There was a time when QR codes were everywhere you looked – outdoor posters, product packaging, mailers, real estate signs and even business cards and t-shirts. But as recently as 2012, only 21% of smartphone users reported that they had ever used one. More recently, with the recent shift in brand usage, this technology has seen a revival with the likes of Starbucks and Spotify opting for a more “intelligent” QR code offering.
Before we examine the resurgence of QR codes today, let’s take a quick look at the history of this technology.
The History of QR Codes
QR codes evolved as a way to track the stages of the auto manufacturing process which was introduced by a Toyota subsidiary called Denso Wave in 1994. These square two-dimensional barcodes were capable of scanning much faster than a traditional barcode through a unique pattern of white and black areas within a matrix.
The marketing community seized upon the idea of QR codes as a way to bridge the offline / digital divide and drive consumers towards online information or content, and QR codes quickly became ubiquitous in print advertising, TV ads and elsewhere.
In theory, this seemed like a perfect marketing ploy, but in reality it never really came to fruition. Consumers had to download a scanner such as Neoreader or Scanlife to scan the codes – and many simply couldn’t be bothered when it was just as easy to type in a url or social media hashtag. The backlash began, with this 2014 Hubspot article highlighting that just 2% of American smartphone owners said they scanned a QR code at least once per day.
The QR Code Revival
Despite the lull in popularity, many companies are now beginning to scale the use of QR codes in their marketing, but not in the same way as before.
The key difference? The “intelligence” that’s built into the code.
In their more recent incarnation, QR codes now provide a way for brands to drive sales. They are personalised and “unique” to the customer and often designed for a single-use scan. The scan can have built-in triggers that prompt customer reward or competition entry subject to any rules or restrictions such as one per customer etc.
This intelligence has made all the difference in how QR codes are embraced by consumers worldwide. For example, Pinterest has found success in providing QR codes that send mobile users directly to the site of the seller of a product, turning the popular idea boards into actual sales.
Here are some use cases by sector to illustrate how QR codes are rising to prominence once again.
Banking and Payment
The Chinese banking market is the sector that many marketers credit with the innovation and renewal of QR codes. When Chinese banks were looking for a solution to cash and credit payments that could improve both security and speed, they devised a handy solution: personalised QR codes that can be used to pay for almost anything.
Using QR codes as a smart way for proof of payment goes far beyond maximising convenience. This use of QR codes helps consumers and businesses to be more secure with no paper money changing hands and no bank account information being processed through a computer.
This trend has spread to other regions, and has become prevalent in the U.S. and Europe where Chase Bank and Visa payments are available. The latter recently introduced mVisa, a way to complete transactions via mobile with secure, personalised QR codes.
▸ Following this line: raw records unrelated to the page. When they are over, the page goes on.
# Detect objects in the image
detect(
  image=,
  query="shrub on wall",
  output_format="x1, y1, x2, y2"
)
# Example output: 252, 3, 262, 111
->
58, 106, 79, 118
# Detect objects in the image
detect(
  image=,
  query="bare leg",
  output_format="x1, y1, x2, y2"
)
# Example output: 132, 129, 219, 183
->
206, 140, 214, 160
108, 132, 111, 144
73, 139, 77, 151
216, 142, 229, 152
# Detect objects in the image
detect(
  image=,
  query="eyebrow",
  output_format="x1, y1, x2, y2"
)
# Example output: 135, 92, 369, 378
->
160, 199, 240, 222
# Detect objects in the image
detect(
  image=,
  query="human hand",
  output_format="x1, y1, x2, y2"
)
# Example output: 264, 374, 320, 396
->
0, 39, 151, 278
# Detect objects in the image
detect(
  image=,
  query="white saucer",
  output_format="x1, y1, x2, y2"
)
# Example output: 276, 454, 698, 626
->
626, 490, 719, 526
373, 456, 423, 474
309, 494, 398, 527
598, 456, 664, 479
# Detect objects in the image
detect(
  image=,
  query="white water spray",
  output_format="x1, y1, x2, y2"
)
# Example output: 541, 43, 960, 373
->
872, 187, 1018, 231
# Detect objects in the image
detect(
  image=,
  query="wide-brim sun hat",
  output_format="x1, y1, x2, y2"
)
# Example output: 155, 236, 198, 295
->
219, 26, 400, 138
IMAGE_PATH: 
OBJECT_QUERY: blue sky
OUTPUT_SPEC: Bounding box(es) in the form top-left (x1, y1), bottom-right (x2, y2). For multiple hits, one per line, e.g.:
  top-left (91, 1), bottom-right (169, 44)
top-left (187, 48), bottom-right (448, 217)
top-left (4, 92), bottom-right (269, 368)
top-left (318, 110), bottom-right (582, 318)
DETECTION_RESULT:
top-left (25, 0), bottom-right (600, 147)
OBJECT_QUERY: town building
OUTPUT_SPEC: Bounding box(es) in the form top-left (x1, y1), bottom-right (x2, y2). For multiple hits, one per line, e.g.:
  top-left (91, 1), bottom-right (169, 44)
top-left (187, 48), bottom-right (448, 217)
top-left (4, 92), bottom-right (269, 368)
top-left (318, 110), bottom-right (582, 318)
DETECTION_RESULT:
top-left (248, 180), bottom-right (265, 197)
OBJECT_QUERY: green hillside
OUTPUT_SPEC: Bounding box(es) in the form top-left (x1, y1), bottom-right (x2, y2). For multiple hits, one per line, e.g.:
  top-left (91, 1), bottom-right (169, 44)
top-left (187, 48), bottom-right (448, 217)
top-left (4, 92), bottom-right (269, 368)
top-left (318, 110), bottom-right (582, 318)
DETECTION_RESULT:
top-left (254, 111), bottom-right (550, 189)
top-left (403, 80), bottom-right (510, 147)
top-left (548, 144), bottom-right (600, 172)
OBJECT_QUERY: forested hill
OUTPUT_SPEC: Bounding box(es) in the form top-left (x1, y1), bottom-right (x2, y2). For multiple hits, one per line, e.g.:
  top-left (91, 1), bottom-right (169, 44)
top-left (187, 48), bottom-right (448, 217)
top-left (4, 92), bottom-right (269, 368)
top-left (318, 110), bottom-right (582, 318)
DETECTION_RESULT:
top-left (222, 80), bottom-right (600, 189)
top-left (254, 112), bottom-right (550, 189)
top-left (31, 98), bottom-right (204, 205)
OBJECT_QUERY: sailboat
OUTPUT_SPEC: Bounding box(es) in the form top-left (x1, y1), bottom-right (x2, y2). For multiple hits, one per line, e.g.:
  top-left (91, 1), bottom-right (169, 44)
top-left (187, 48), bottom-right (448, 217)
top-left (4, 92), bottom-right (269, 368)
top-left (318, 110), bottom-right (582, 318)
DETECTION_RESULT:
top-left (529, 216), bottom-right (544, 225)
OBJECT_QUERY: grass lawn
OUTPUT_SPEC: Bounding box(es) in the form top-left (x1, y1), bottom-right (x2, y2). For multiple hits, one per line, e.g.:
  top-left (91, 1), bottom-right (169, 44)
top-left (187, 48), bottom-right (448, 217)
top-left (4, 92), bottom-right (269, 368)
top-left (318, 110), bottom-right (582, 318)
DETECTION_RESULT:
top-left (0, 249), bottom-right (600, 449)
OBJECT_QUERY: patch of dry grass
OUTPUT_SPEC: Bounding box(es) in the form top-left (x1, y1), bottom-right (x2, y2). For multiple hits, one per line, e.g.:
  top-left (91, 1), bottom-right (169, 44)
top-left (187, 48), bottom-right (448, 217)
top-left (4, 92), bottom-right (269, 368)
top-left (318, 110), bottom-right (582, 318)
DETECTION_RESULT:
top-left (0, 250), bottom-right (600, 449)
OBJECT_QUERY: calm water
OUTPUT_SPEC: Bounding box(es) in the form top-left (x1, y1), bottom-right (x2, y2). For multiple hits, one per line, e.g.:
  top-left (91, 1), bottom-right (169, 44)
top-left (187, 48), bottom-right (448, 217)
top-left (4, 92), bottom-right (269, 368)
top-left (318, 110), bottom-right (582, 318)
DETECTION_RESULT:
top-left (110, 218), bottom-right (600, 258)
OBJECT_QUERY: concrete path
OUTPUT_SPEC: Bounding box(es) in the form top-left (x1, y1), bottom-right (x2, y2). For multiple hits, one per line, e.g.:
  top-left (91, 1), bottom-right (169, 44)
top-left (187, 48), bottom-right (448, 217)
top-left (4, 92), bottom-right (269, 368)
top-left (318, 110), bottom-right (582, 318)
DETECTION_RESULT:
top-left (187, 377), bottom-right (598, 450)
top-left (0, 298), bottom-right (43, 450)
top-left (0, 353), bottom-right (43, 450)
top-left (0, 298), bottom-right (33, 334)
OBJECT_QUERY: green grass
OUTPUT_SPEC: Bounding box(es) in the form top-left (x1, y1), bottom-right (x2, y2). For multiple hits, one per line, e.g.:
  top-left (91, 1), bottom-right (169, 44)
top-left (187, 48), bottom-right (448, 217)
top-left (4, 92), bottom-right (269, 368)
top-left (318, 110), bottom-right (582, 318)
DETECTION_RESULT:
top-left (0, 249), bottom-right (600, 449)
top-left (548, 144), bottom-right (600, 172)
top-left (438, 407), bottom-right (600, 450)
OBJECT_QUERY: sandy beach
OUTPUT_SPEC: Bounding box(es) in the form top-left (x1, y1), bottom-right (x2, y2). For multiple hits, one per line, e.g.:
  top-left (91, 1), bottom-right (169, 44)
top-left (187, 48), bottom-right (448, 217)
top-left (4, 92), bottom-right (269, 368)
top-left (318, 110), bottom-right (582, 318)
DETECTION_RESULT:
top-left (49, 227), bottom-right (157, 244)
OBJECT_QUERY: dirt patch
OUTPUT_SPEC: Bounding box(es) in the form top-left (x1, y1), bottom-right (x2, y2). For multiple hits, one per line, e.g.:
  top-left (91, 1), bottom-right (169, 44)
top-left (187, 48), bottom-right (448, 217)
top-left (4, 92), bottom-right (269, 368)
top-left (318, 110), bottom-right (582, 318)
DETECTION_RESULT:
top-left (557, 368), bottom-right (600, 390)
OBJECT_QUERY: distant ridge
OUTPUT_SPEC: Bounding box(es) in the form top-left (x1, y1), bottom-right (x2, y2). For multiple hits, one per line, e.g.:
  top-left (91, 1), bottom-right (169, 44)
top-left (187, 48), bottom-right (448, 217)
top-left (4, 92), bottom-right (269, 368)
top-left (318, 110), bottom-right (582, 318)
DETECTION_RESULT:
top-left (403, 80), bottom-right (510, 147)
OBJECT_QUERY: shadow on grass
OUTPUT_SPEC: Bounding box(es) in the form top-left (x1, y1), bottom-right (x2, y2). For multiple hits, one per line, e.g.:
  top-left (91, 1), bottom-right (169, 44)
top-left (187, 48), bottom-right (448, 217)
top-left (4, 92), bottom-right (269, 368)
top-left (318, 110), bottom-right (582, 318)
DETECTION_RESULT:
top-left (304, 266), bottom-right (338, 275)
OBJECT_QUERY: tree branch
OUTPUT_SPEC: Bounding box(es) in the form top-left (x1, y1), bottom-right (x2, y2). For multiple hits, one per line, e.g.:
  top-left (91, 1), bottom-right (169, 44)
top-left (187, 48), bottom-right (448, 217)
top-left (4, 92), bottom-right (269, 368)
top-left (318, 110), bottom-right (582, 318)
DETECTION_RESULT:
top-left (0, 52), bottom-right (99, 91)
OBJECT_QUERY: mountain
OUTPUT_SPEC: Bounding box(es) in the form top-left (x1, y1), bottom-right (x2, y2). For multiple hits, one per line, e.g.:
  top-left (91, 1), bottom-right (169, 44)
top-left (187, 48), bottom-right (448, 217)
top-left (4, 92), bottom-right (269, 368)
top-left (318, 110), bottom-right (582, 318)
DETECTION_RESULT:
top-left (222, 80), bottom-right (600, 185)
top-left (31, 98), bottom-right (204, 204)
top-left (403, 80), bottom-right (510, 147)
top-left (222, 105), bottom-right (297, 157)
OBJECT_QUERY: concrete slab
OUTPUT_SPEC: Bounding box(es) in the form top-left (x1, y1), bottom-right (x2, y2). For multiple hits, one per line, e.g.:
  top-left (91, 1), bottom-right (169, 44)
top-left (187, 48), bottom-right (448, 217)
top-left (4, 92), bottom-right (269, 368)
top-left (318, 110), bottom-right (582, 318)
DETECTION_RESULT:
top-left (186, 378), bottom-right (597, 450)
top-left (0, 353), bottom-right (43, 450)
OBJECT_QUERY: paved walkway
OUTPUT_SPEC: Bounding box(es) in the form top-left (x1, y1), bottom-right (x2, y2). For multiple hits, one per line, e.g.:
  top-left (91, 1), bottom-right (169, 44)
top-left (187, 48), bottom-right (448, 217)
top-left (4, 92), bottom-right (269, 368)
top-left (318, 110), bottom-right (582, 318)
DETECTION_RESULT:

In retail, QR codes were killed in part due to easy to use mobile apps, so it’s ironic that apps are the reason that this technology is returning. For this sector, QR codes can be used to unlock perks for customers while driving brand engagement and sales for the companies that find creative ways to use them. For example a wine store could have a branded app with a built in QR reader to display additional information including video content about the winery.
As for Starbucks they have toyed with using a QR reader built into the software of Snapchat in a way that allows customers to access the official Starbucks app without actually downloading it onto their device.
The success that Starbucks has had with this clever experiment offers a blueprint for other companies in the retail market as a way to get customers to engage with their brand. Facebook has also joined the fray, using QR codes to activate incentives for its users, to some success.
When consumers think of FMCGs they think of a quick transaction for the things they buy regularly in their daily life, like toiletries, household necessities, and soft drinks. However, FMCG brands are now able to take this level of convenience a few steps further with help from QR codes.
The Irish produce company Fyffes found success in a campaign that integrated Puca’s Smartkode platform with day-to-day shoppers. Consumers were able to scan QR codes inside the Fyffes product packaging, collect points, and cash them in for family-friendly prizes that built brand loyalty.
Travel and Entertainment
If we asked which sector currently uses QR codes the most, travel and entertainment industries probably spring to mind. Ticketmaster and competing ticket sellers have used QR codes for years as a convenient way to check into events, keeping lines moving quickly for concert-goers.
Music giant Spotify has followed suit in the digital sphere by allowing marketers to create playlists and soundtracks associated with their products using Spotify Codes, a unique QR-derived scannable image.
Shazam has also introduced visual recognition into their app to read items with a QR Code which instantly takes them to a custom mobile experience with interactive content, special offers along with the ability to purchase items.
The Bottom Line
Many marketers are still wary of QR codes, but this is starting to change. The success of companies who have re-embraced this technology demonstrates that these flexible matrices are anything but dead in the world of mobile marketing.
QR codes have evolved and become “smarter” in their application and you can expect to see them taking pride of place in multichannel user journeys, delivering value to the consumer and impact for the brand.